The Right Coast

April 03, 2005
 
Hitchins the Catholic hating bigot
By Tom Smith

As anyone with a sense of humor should, I acknowledge Christopher Hitchens can be funny. And it's always nice when a man of the left distances himself from the worst mass murderer in history or allows that maybe the world's largest, oldest, most powerful and most free republic should defend itself against terrorism. By the standards of today's left, that makes him a paragon of good sense.

But the fact is, the man is a hate filled bigot, his target of choice being religious people, especially Catholics. His latest screed on the occasion of the death of the Holy Father reads like the rantings of an Oxford old boy well into his third bottle at the local wine bar. Reading his piece, one wonders, justly, what exactly does the no doubt unexemplary Catholicism of the long dead Vietnamese politician Diem have to do with anything? You can almost see Hitchens bent over his glass, muttering "Catholics . . . Pope . . . damn . . . . them" like some old Nazi muttering "the Jews." His talent with language makes it all seem a little more coherent that it is, but a moment's reflection reveals it as the boozey swirl of spite that it is. The only thing that connects John Paul, Diem, Bernard Law, and the Kennedys is the poison spinning around in Hitchen's brain. I'm surprized he didn't work in the Mafia and the Spanish Inquisition. He had better be careful nobody gets ahold of his CAT scan, or his allies may do to him what they did to Terri Schiavo.

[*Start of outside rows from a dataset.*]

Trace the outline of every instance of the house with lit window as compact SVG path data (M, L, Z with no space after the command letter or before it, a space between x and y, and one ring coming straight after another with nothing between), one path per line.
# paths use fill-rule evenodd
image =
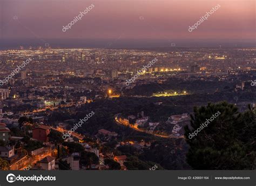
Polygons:
M10 132L10 129L6 127L5 124L0 123L0 140L8 141Z

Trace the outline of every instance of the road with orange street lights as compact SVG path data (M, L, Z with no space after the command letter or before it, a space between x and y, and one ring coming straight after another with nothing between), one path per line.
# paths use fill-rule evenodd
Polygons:
M166 136L166 135L160 135L160 134L152 134L150 132L149 132L149 131L147 130L143 130L142 129L140 129L140 128L138 128L137 127L135 127L134 126L132 125L127 125L125 123L123 123L122 122L121 122L121 121L120 120L120 119L118 119L118 115L116 115L115 117L114 117L114 121L116 121L116 122L118 124L119 124L119 125L123 125L123 126L126 126L126 127L130 127L131 128L132 128L134 130L136 130L137 131L139 131L139 132L143 132L143 133L147 133L147 134L151 134L151 135L153 135L156 136L158 136L158 137L164 137L164 138L171 138L171 137L170 137L170 136Z

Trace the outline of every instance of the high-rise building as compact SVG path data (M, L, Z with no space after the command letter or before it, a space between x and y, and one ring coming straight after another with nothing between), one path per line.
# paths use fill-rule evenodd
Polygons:
M118 77L118 72L116 70L111 71L111 77L112 78L116 78Z
M190 68L190 72L191 73L196 73L200 72L200 66L195 65L192 65Z
M21 78L22 78L22 79L26 79L26 70L21 72Z
M9 97L9 89L8 88L0 88L0 99L4 100Z

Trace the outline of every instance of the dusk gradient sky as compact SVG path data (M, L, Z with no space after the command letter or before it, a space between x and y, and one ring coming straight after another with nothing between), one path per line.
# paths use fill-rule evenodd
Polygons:
M62 31L92 3L95 8ZM208 20L188 31L217 4L220 7ZM77 39L99 44L108 40L124 46L139 40L153 41L157 46L186 40L255 44L255 9L254 0L0 0L0 39L50 43Z

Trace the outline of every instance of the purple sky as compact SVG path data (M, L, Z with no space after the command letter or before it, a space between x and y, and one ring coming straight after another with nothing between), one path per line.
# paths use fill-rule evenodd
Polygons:
M92 3L89 12L62 31ZM218 4L208 20L188 31ZM254 0L1 0L0 39L253 42L255 5Z

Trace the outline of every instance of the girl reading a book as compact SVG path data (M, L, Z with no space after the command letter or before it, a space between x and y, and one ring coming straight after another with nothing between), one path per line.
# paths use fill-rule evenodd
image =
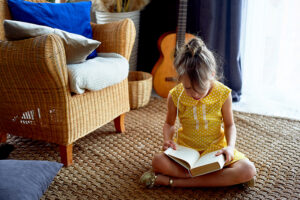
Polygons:
M216 155L223 154L226 164L216 172L191 177L188 170L162 152L154 155L152 170L145 172L140 182L148 188L154 185L215 187L253 184L256 169L243 153L235 149L231 90L217 81L213 53L200 38L193 38L178 51L174 66L180 84L170 91L167 99L163 150L176 149L176 143L196 149L201 155L219 150ZM177 117L182 127L173 139Z

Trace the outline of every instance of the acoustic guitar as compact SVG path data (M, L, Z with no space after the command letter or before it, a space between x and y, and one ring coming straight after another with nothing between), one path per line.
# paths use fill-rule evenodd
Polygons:
M180 0L177 31L176 33L165 33L158 39L160 58L152 69L153 87L156 93L166 98L169 91L177 85L177 73L173 62L176 50L195 36L186 33L187 2Z

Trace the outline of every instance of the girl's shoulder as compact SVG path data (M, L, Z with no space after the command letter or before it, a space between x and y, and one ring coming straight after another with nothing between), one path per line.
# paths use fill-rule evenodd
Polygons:
M180 96L183 94L183 91L184 91L183 84L179 83L174 88L172 88L169 92L172 97L173 103L175 104L176 107Z
M217 96L221 103L224 103L231 93L231 89L219 81L214 82L214 96Z

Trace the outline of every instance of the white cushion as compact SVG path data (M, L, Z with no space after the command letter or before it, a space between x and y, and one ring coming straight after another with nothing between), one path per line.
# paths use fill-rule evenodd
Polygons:
M15 20L4 20L4 30L8 40L22 40L45 34L59 35L64 42L67 64L84 62L100 45L99 41L78 34Z
M129 72L126 58L116 53L99 53L98 57L67 66L70 88L76 94L120 83L127 78Z

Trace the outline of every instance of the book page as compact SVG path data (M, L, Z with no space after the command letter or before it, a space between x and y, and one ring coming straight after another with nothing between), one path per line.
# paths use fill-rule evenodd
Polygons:
M189 168L200 158L200 154L197 150L181 145L176 145L176 150L168 148L164 153L172 159L179 159L179 163L180 161L185 161L189 164Z
M211 163L218 163L220 165L220 168L223 168L225 164L225 158L224 155L221 154L219 156L215 156L217 151L210 152L208 154L205 154L204 156L200 157L199 160L195 162L195 164L192 166L192 168L197 168L201 166L205 166Z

Hitchins is a British type, and not the best that noble island has to offer, in my humble opinion. Body like a 50 gallon garbage bag filled with yogurt, drink and cigarette always in hand, belching vitriol (or just belching) at anything inconsistent with his tiny little take on the world. It doesn't look a pretty picture, and it's not. Putting himself out of his misery a little more every day. But I think sodden British faux upper class Catholic hating is as passe as what Germans used to call good old-fashioned Jew hating. Maybe I'm being overly optimistic here, but I think the widespread grief at John Paul's passing indicates an appreciation and acceptance of Catholicism and Christianity generally that is broader and deeper than ever before, in this country anyway. In Britain, who knows. They're not so big on the papists, what? In America, though, a tough time to be a good old fashioned Catholic hater. Somebody buy poor Christopher a drink. It brings a tear to me oiy.